If a wrong answer puts you months off course, move one rung up. For example, a landing page can validate demand for a B2B workflow, but if the workflow is complex, a prototype might be necessary before committing to a pricing model.

4) How much operational overhead can you afford?

Landing pages are cheap to iterate and have almost zero operational cost. Prototypes are heavier to create but still low-maintenance. MVPs create data, support, and uptime expectations. The overhead itself can distort results if it slows your iteration cycle. (This is the core argument in “Validation landing pages shouldn’t be overhead”.)

When a validation landing page is the right move

Choose a landing page when your uncertainty is primarily positioning or target segment.

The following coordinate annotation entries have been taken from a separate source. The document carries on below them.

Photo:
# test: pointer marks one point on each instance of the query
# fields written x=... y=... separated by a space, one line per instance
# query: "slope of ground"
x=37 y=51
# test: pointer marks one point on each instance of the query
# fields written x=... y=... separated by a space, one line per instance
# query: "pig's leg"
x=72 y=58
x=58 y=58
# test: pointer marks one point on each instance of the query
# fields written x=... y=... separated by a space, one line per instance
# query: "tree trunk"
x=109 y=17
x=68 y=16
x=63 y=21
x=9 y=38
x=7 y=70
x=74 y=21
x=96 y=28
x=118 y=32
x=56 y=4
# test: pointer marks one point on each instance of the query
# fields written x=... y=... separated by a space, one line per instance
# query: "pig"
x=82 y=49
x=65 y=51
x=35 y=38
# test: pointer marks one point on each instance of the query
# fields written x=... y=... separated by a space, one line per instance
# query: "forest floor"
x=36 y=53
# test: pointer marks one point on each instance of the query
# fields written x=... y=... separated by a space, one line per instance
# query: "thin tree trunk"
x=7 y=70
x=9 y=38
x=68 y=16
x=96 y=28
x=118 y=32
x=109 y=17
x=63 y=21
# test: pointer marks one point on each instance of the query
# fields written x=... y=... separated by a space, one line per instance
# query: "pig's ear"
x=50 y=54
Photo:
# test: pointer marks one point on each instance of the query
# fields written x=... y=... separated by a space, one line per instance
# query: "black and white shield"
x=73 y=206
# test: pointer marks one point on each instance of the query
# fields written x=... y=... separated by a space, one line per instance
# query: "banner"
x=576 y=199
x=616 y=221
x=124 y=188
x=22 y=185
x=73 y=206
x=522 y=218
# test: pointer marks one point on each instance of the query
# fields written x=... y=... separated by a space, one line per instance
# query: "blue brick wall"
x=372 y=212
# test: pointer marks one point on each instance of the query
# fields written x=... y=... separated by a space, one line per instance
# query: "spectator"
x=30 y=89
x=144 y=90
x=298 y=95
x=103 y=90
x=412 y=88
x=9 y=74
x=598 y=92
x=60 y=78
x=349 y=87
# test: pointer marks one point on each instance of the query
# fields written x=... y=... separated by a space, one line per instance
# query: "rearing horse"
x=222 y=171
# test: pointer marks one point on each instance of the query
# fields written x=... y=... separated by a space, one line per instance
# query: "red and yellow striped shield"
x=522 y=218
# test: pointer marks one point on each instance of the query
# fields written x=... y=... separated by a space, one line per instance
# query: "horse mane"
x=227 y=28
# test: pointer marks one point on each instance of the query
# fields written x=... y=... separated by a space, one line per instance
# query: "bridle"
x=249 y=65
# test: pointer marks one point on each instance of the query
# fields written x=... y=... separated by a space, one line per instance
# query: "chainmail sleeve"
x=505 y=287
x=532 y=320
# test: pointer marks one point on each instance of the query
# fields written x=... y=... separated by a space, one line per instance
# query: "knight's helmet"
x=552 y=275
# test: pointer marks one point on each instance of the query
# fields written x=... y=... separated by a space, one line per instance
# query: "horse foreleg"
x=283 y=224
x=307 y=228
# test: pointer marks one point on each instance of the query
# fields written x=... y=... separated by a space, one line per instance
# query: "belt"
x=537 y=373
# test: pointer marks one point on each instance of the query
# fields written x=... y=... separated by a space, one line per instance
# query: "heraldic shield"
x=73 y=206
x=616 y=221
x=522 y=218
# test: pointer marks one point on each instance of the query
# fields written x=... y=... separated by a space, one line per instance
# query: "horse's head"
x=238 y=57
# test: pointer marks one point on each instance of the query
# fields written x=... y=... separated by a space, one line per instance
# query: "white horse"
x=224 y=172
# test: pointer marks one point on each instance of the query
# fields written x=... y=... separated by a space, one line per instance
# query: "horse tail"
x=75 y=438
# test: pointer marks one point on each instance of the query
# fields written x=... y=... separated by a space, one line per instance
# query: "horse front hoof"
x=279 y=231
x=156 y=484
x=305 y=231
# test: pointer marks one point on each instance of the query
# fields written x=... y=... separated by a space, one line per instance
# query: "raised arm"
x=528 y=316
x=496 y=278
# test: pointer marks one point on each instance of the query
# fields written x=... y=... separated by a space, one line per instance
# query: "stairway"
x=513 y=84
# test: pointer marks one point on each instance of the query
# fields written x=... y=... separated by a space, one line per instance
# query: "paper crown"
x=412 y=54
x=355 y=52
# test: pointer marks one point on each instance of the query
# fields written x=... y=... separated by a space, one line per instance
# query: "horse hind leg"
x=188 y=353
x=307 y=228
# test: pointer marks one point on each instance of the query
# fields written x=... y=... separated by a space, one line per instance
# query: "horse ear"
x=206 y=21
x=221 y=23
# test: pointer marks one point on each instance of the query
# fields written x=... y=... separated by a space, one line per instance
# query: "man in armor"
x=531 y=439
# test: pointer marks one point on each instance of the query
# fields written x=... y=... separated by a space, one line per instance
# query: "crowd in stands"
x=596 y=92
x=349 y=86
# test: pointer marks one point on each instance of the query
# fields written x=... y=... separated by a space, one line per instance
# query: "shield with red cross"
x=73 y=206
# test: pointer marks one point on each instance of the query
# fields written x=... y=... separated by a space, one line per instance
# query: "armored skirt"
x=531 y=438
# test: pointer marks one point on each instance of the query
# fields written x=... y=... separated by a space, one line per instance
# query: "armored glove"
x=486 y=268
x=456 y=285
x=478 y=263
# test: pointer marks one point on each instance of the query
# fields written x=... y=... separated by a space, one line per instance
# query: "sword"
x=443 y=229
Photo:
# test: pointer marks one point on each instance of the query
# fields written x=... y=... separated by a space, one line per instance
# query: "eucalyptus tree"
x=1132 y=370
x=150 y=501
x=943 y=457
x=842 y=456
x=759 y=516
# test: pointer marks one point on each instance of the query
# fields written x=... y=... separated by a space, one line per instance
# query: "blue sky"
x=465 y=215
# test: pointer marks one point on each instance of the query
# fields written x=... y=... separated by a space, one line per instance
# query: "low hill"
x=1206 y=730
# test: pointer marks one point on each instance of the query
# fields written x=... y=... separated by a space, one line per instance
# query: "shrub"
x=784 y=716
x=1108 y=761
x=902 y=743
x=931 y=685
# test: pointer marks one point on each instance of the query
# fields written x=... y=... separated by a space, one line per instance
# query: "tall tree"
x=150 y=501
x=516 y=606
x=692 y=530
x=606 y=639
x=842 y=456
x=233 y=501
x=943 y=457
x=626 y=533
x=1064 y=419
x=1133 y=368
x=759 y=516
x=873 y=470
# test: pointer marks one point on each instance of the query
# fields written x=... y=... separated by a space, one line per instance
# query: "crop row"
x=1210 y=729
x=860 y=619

It is also ideal if you are still testing different problem statements.

A landing page gives you:

  • A clean signal on messaging and objections.
  • A way to run founder-led outreach with a credible surface.
  • A repeatable asset you can reuse across tests.

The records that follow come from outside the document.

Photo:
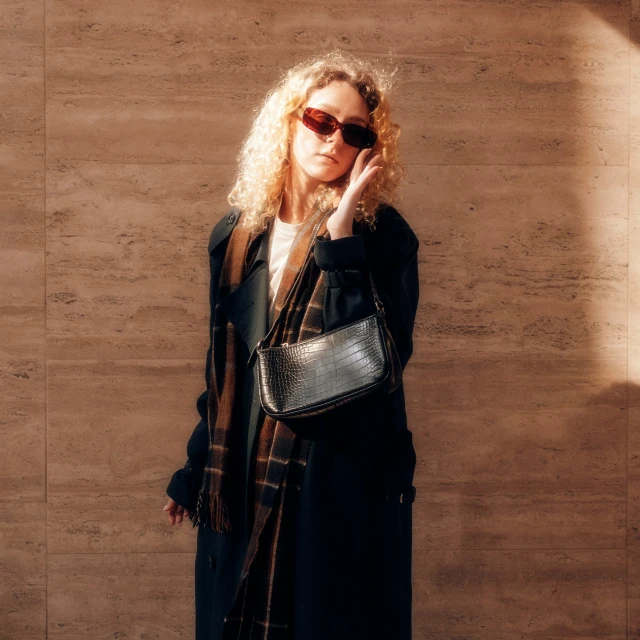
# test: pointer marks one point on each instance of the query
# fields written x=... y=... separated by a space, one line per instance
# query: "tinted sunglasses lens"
x=324 y=123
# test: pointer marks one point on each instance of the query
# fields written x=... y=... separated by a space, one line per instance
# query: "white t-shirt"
x=282 y=235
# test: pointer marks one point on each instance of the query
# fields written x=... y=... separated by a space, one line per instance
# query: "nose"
x=337 y=138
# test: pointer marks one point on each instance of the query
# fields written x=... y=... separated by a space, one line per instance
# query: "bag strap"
x=379 y=306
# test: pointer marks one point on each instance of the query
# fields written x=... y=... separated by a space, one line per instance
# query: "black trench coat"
x=352 y=559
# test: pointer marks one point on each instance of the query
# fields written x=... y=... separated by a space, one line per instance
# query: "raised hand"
x=340 y=223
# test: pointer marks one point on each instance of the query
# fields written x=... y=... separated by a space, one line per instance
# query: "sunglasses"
x=325 y=124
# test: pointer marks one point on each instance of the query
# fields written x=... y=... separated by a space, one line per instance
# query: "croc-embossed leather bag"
x=313 y=376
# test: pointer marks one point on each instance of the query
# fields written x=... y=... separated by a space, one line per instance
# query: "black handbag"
x=313 y=376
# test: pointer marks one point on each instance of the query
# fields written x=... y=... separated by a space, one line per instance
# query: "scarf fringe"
x=215 y=516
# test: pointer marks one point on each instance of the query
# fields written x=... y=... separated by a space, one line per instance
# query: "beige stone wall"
x=119 y=127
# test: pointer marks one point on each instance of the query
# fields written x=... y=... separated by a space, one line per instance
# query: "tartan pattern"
x=261 y=609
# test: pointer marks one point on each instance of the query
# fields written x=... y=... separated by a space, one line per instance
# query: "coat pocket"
x=396 y=571
x=205 y=580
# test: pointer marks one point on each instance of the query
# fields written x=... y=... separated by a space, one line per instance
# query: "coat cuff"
x=183 y=487
x=342 y=253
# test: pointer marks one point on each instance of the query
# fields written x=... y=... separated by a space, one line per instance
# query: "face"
x=344 y=103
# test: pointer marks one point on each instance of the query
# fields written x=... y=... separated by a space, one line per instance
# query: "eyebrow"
x=323 y=104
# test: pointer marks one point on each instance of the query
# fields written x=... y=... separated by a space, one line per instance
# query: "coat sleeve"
x=185 y=483
x=391 y=253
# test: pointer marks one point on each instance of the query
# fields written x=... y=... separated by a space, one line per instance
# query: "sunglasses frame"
x=307 y=118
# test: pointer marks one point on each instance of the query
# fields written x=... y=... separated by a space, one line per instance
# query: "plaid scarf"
x=262 y=604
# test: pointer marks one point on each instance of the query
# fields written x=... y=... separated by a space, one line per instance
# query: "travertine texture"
x=119 y=129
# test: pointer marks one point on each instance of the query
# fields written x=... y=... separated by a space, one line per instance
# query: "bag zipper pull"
x=252 y=357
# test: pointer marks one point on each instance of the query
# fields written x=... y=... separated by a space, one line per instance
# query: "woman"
x=305 y=525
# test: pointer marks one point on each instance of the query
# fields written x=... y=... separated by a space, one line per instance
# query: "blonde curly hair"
x=263 y=161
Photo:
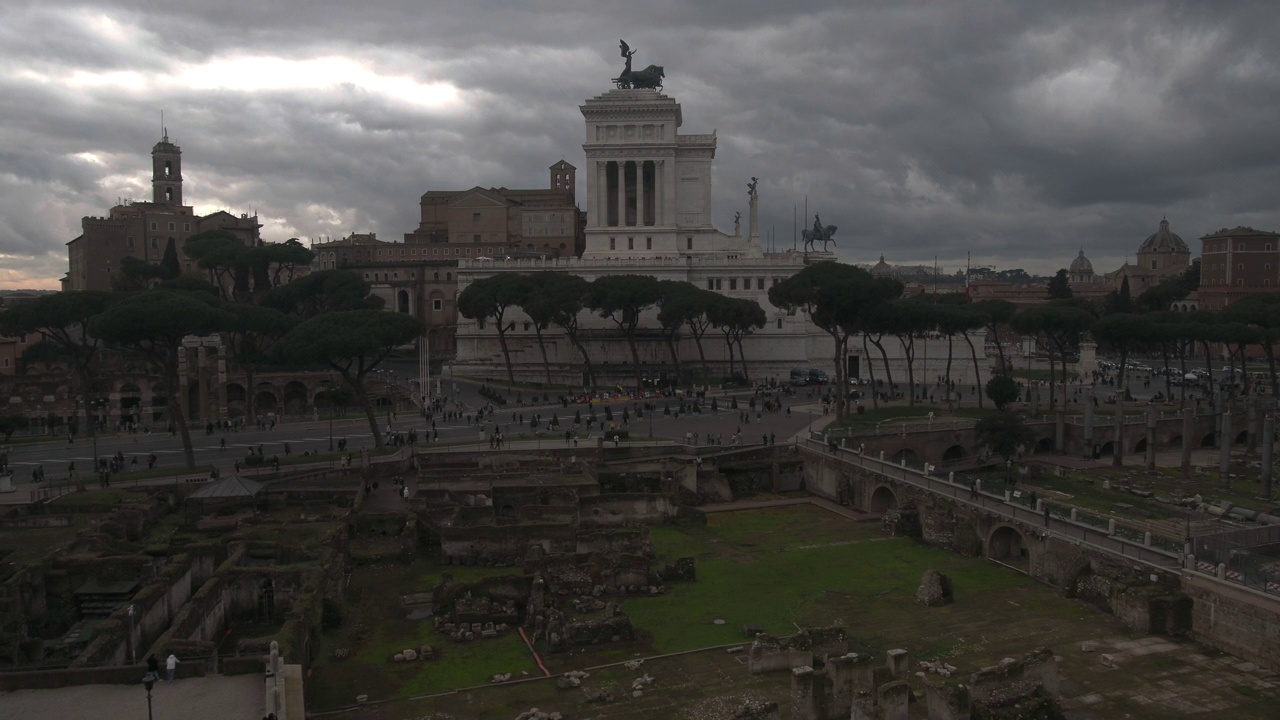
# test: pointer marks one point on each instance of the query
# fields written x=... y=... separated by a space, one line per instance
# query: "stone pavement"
x=215 y=697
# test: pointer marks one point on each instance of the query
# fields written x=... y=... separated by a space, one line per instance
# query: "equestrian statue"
x=819 y=233
x=648 y=78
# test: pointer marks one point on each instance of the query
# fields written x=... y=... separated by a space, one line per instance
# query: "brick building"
x=1235 y=263
x=419 y=276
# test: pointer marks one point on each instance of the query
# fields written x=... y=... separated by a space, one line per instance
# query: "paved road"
x=56 y=455
x=218 y=697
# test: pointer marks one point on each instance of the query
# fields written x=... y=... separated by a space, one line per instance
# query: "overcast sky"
x=1018 y=131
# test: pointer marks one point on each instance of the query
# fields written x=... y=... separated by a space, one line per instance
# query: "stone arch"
x=295 y=397
x=883 y=499
x=906 y=455
x=1008 y=545
x=195 y=402
x=236 y=397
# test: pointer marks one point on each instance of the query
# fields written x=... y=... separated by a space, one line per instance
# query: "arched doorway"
x=1009 y=546
x=883 y=500
x=264 y=401
x=295 y=397
x=234 y=400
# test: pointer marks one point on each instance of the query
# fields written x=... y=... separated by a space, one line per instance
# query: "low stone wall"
x=618 y=509
x=71 y=677
x=1234 y=618
x=771 y=654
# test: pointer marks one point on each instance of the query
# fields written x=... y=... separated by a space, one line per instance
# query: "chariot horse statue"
x=819 y=233
x=648 y=78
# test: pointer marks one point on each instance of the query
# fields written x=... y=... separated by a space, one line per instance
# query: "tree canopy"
x=352 y=342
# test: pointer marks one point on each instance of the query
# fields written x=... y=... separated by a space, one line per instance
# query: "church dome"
x=1164 y=241
x=1082 y=265
x=882 y=269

If you need to decide between build paths or target customers, a landing page is the cheapest way to compare.

If you are unsure which tool to build it with, see the comparison in “Astro vs Framer/Webflow for MVP validation landing pages”.

When a clickable prototype is the right move

Prototypes are best when you need interaction evidence but not real data. They answer questions like:

  • “Will users find this feature without a walkthrough?”
  • “Does the order of steps make sense?”
  • “Does this pricing model feel fair when attached to a workflow?”

A prototype is also useful when your landing page converts well but calls reveal confusion about how the product actually works. If your problem is understood but the solution is unclear, move to a prototype before writing production code.

When a thin MVP is justified

Build a thin MVP when the central risk is behavioral. Examples:

  • A usage pattern must repeat weekly to be viable.
  • A workflow depends on real data from integrations.
  • Value only appears after the second or third session.

A thin MVP should still be very small, but it must be real. Fake buttons can mislead here. If you need to measure retention, you need a working product surface.

Three practical heuristics

The “minimum believable artifact” rule

Build the smallest thing that a skeptical user would consider real. For some markets, that is just a landing page. For others (e.g., compliance or finance), it might require a working flow.

The “conversation to usage ratio” rule

If you can get 10 high-quality conversations from a landing page within a week, keep it. If conversations stall because people need to see the product, move to a prototype.

The “time-to-evidence” rule

If a prototype buys you evidence in 2–3 days, use it. If it takes two weeks, it might be slower than running more landing page tests.

Example decisions in practice

  • B2B analytics tool: Start with a landing page to validate segment and pain. Move to a prototype once you see consistent inbound interest.
  • Consumer habit app: Landing page alone is weak. A prototype to test onboarding flow is more valuable before building.
  • Operations tool with integrations: Landing page for initial demand, then a thin MVP because the integration is the core risk.

The short version

Use a landing page to test messaging and intent, a prototype to test workflows, and an MVP to test real behavior. The mistake is not choosing one, it is choosing the wrong rung for the evidence you need next.